As such she admits not to have spent too much time analysing the competition, although she admits to having read about Coverzones and being aware of Xbridge, to name two. "I know of them but at the moment my focus since our campaign launched in mid-February is getting people to come to us. I am not spending too much time looking at the other direct players. I am more focused on making sure we have got a good product and competitive prices."
That is not to say that Ms Syred does not spend time Googling terms, phrases and words to make sure the Direct Line for Business brand is at the top of page when it comes to internet searches.
"(Do I look) every day? (A better question would be) how many times a day?" she jokes. "It did take us a while but obviously we have to make sure we find as many search terms as customers use to make sure we remain top.
"And it is different to personal lines. If you search for car insurance you can guess someone will put in 'car insurance', 'cheap car insurance' and that is probably about it. Our customers might put in 'business insurance', they might put in 'tradesman insurance', they might put in 'plumber', and that again is a different challenge."

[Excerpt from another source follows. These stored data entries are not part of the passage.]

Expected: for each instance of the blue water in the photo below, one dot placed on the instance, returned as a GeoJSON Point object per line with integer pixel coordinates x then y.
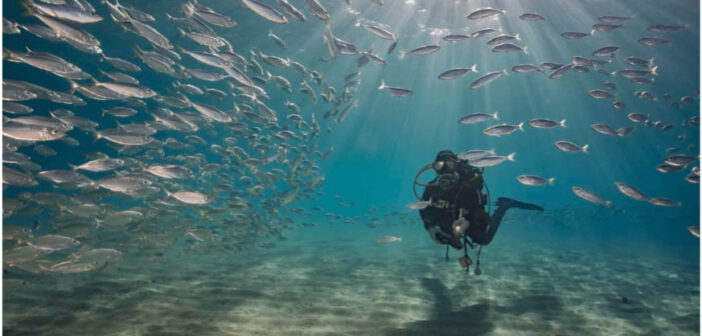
{"type": "Point", "coordinates": [573, 249]}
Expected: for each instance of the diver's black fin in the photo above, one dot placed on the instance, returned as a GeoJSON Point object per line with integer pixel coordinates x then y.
{"type": "Point", "coordinates": [510, 203]}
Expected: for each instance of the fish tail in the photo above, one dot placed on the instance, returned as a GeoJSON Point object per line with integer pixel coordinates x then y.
{"type": "Point", "coordinates": [654, 70]}
{"type": "Point", "coordinates": [73, 84]}
{"type": "Point", "coordinates": [28, 10]}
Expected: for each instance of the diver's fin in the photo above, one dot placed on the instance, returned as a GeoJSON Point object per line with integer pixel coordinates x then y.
{"type": "Point", "coordinates": [508, 202]}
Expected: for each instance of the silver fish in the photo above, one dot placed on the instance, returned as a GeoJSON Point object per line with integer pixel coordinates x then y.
{"type": "Point", "coordinates": [604, 129]}
{"type": "Point", "coordinates": [534, 180]}
{"type": "Point", "coordinates": [124, 184]}
{"type": "Point", "coordinates": [526, 68]}
{"type": "Point", "coordinates": [664, 202]}
{"type": "Point", "coordinates": [600, 94]}
{"type": "Point", "coordinates": [477, 117]}
{"type": "Point", "coordinates": [16, 178]}
{"type": "Point", "coordinates": [53, 242]}
{"type": "Point", "coordinates": [570, 147]}
{"type": "Point", "coordinates": [631, 191]}
{"type": "Point", "coordinates": [680, 160]}
{"type": "Point", "coordinates": [265, 11]}
{"type": "Point", "coordinates": [489, 161]}
{"type": "Point", "coordinates": [388, 239]}
{"type": "Point", "coordinates": [64, 12]}
{"type": "Point", "coordinates": [509, 47]}
{"type": "Point", "coordinates": [458, 72]}
{"type": "Point", "coordinates": [546, 123]}
{"type": "Point", "coordinates": [100, 165]}
{"type": "Point", "coordinates": [503, 129]}
{"type": "Point", "coordinates": [472, 155]}
{"type": "Point", "coordinates": [423, 50]}
{"type": "Point", "coordinates": [487, 79]}
{"type": "Point", "coordinates": [532, 17]}
{"type": "Point", "coordinates": [590, 196]}
{"type": "Point", "coordinates": [576, 35]}
{"type": "Point", "coordinates": [317, 9]}
{"type": "Point", "coordinates": [395, 91]}
{"type": "Point", "coordinates": [484, 12]}
{"type": "Point", "coordinates": [653, 41]}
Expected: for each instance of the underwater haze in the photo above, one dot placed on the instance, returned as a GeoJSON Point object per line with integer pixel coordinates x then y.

And so the final question. Is Direct Line for Business hitting its early projections?
Ms Syred, unsurprisingly, is not willing to divulge too much other than to say she is "very happy" with progress and that although it is early days claims are "absolutely" running as expected.
However, she is not beyond putting in her own extra time to help sell the brand, outside her own working hours. "I have some people who have been doing up my house and I have been asking, 'who have you got your insurance with?' 'how much public liability cover do you have?' It can get very dull, very quickly. I am surprised that I am not handing out leaflets".
Timing of Direct Line for Business launch: "I think it was partly down to what is happening online, in terms of the personal lines market, and the way that has shifted over the last two to three years. There is now an acceptance of people buying insurance online and self serving and that has helped us shift what has traditionally been a brokered market."
The Direct Line for Business claims team in Liverpool: "It is quite small at the moment, as you'd expect. But they are a very experienced commercial claims team and they are really enjoying speaking directly to the customers, and there is a lot about the claims process that we will want to shout about (in the future). There is always some skepticism about what insurance companies do and how we are not really here to pay claims. But the claim is the moment of truth and you have to live up to your promise."
Possibility for white labelling commercial products: "From our research, and our understanding of the commercial customers, trust is probably even more important than in personal lines space, so if white labelling was ever going to take off it would depend highly on the brand. It would have to be a brand that small business people would trust and accept."
People buying commercial insurance outside business hours: "We sold a policy on Christmas day to a shopkeeper who was clearly not fussed about Christmas or who thought it was their only day off and they were going to buy their insurance. So clearly there are people who want to do their insurance in business hours because they are in business mode, and others who don't. So if you are a tradesman do you really want to be on your mobile sorting out your insurance when you are supposed to be doing a plastering job? Being available outside normal office hours is great, as well having the option of the website to get a quote and call back if you want too, means we are opening up the market beyond the usual nine to five."